Thinking back to the lights analogy, this would be more akin to the lighting system not only detecting motion but also having a good sense of who’s walking, how fast they’re moving and how long they need the lights to be on for, then adjusting accordingly. In other words, it’s a much more intelligent and intuitive system that delivers a finely tuned experience, learning from past activity in order to predict future needs.
Another example from Intel referenced a trial with Japanese telecommunications operator KDDI, which used Xeon Scalable processors in the data centre housing its 5G communication facilities. KDDI saw 20% to 40% power savings over a 24-hour period, using network monitoring thresholds to meet performance indicators while lowering energy use. All operators are becoming motivated to take advantage of these capabilities.
Although the sector’s emissions are rising, it has great potential to be a positive influence, enabling increased energy efficiency and improved environmental performance in other industries.
According to Mats Granryd, director general of the GSMA, 5G can be a major driver of sustainability in other industries, particularly when used in tandem with other emerging technologies such as edge computing, automation, artificial intelligence and data analytics. Adoption of 5G will help accelerate digital transformation in enterprises and industry sectors, supporting innovative new uses and operational efficiency . Mr Granryd’s argument is that despite rising data traffic the mobile industry will overall deliver carbon emission savings by helping other industries reach their net zero targets.
For example, more dynamic allocation of mobile resources in an organization could entail supporting more efficient supply chains, enabled by predictive analytics. It could also support automated, intelligent vehicle management in all sorts of traffic, logistics and transportation environments. Alternatively it could be used to enable data processes that reduce travel, such as remote medical diagnosis, drone-based site surveying and virtual training or tourism. A good example in the transport sector is Intel’s work with QuayChain, building a private network for the Utah Inland Port Authority. The latter has been able to reduce port congestion, minimize truck idle time and streamline cargo handling thanks to smart sensors and data analytics.
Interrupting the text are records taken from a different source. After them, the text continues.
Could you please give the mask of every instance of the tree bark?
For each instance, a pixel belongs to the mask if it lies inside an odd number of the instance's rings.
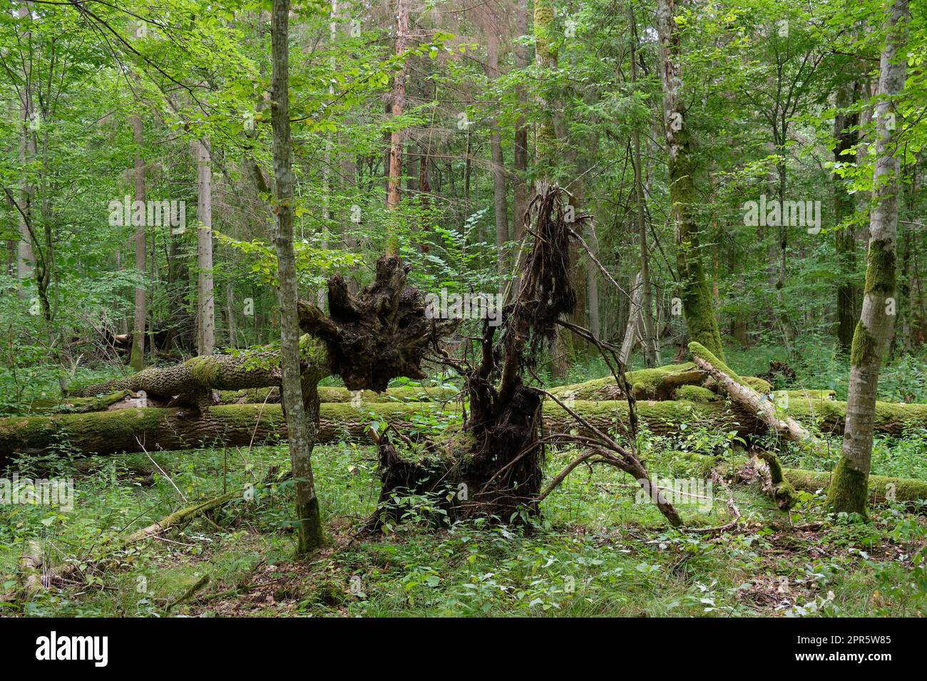
[[[197,353],[216,347],[216,300],[212,282],[212,169],[207,141],[195,140],[197,160]]]
[[[322,517],[312,478],[312,445],[303,404],[299,368],[298,290],[293,249],[293,165],[289,121],[289,0],[273,0],[271,29],[273,63],[271,124],[273,129],[274,246],[280,300],[281,395],[286,413],[290,461],[295,479],[298,524],[297,555],[317,550],[323,544]]]
[[[679,272],[682,313],[692,340],[724,359],[721,336],[712,305],[711,289],[702,265],[695,215],[694,164],[682,100],[679,69],[679,35],[676,26],[676,0],[658,0],[657,32],[663,60],[663,122],[669,152],[669,200],[676,226],[676,258]]]
[[[863,309],[850,352],[844,447],[829,492],[830,503],[838,512],[866,513],[879,370],[895,328],[895,259],[901,166],[896,154],[901,121],[895,121],[894,98],[905,85],[909,13],[908,0],[895,0],[879,68],[882,99],[876,105],[876,158],[872,174],[876,204],[870,218]]]
[[[515,7],[515,32],[518,35],[527,35],[528,32],[528,11],[527,0],[517,0]],[[515,67],[518,69],[527,69],[531,64],[527,47],[522,44],[514,46]],[[521,244],[525,236],[525,211],[527,209],[531,190],[527,182],[527,125],[525,122],[525,115],[521,109],[527,106],[527,95],[525,87],[519,85],[515,93],[518,97],[519,111],[515,116],[514,130],[514,150],[513,158],[513,168],[514,170],[514,187],[512,190],[512,238],[515,244]],[[512,283],[512,291],[514,296],[518,296],[520,279],[515,273]]]
[[[571,409],[604,431],[614,427],[616,418],[628,420],[628,402],[623,399],[577,399]],[[845,410],[846,402],[794,396],[787,413],[799,422],[817,422],[824,433],[840,435]],[[142,451],[143,447],[148,451],[248,447],[278,443],[287,435],[279,404],[223,404],[193,417],[185,412],[178,408],[149,407],[0,419],[0,465],[8,463],[12,457],[48,454],[62,448],[83,456],[110,455]],[[637,412],[641,425],[656,435],[678,434],[680,423],[736,431],[742,437],[768,432],[767,424],[749,410],[720,400],[641,400],[637,403]],[[450,420],[455,411],[439,402],[362,402],[358,406],[350,401],[323,403],[317,442],[369,442],[367,433],[373,420],[389,422],[400,432],[407,432],[417,428],[415,415],[422,413],[429,414],[429,418],[441,414],[441,418]],[[576,427],[563,409],[550,400],[544,402],[542,433],[565,433]],[[877,433],[899,436],[915,428],[927,428],[927,405],[876,403]]]
[[[409,0],[399,0],[396,9],[396,54],[401,55],[406,48],[409,35]],[[405,107],[405,78],[406,66],[393,77],[393,92],[391,96],[391,116],[397,119],[402,115]],[[387,208],[393,210],[399,208],[402,184],[402,131],[393,130],[389,135],[389,174],[387,182]],[[389,220],[389,218],[387,218]],[[387,232],[386,254],[395,256],[399,244],[396,240],[395,226],[388,225]]]
[[[16,8],[16,17],[17,19],[29,17],[29,6],[25,3]],[[29,35],[30,32],[27,32],[25,37],[28,39]],[[19,124],[22,126],[19,162],[24,170],[32,163],[36,154],[35,138],[32,136],[32,131],[30,129],[32,122],[32,116],[35,114],[35,108],[32,105],[32,92],[28,83],[29,81],[27,80],[26,84],[19,88]],[[30,182],[29,177],[24,176],[19,187],[19,206],[25,215],[20,214],[17,216],[19,228],[19,240],[17,242],[16,276],[20,284],[20,295],[25,295],[26,293],[21,284],[32,277],[35,263],[35,254],[32,251],[33,236],[30,233],[28,218],[28,216],[32,215],[32,195],[34,193],[35,188]]]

Such uses could also directly apply to environmental protection. Ms Panhorst offered an example of 5G and edge computing in rivers, where cameras are used to monitor fish, sending visual inference data to the edge data centre so that decisions can be made to reduce use of pesticides, water waste and so on.
Although 5G could be the foundation for a digital economy, that economy must also be green. The IT industry must strive to further lower energy consumption in transmitting, processing and storing rising volumes of information; to do this it needs to provide infrastructure that’s more intelligent, efficient and carbon-aware — all while delivering an ever-increasing quality of service.